Cette histoire personnelle, sur laquelle je ne souhaite pas m’étendre car personne ne peut réellement le comprendre si ce n’est ceux qui ont vécu le même genre de mésaventure, marque le point culminant de la violence que j’ai pu subir dans ce milieu. Il en restera une blessure profonde : celle d’avoir été catégorisée par des gens -anonymes, bien sûr- comme étant d’un camp, ce alors qu’ils ne me connaissaient même pas : j’étais une petite main, reconnue comme faisant bien mon travail -ce qui n’a pas toujours été le cas de tous les permanents de partis- et ne bougeant pas une oreille. Par quel truchement suis-je devenue un danger ? Par l’affrontement fratricide de deux camps. Par le jeu des circonstances. Parce que tout simplement, j’étais au mauvais endroit, au mauvais moment. Au mauvais poste, aussi. Celui de la mouche à merdes.

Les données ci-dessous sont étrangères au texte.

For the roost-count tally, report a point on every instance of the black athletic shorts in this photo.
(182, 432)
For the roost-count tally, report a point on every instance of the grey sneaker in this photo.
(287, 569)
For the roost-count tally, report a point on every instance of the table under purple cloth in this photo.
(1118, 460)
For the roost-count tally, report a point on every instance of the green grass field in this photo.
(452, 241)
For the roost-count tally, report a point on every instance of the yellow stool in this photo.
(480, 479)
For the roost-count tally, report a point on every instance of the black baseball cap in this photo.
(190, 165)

Malgré ses ailes coupées, la mouche a survécu. Merci à mes vétérinaires.
Il y a quelques années, j’ai redécouvert Frédéric Lefebvre, par le biais de Twitter. Sa nouvelle manière de faire de la politique, loin du rôle de porte-flingue de Nicolas Sarkozy, un rôle auquel on l’a trop souvent réduit. Moi la première, je lui en ai mis plein la gueule. Il est probable que ce blog compte quelques anciens articles en ce sens. Parce que je lui en ai voulu. Profondément. Sans haine. Mais dans une opposition à un camp qui m’avait tant fait souffrir.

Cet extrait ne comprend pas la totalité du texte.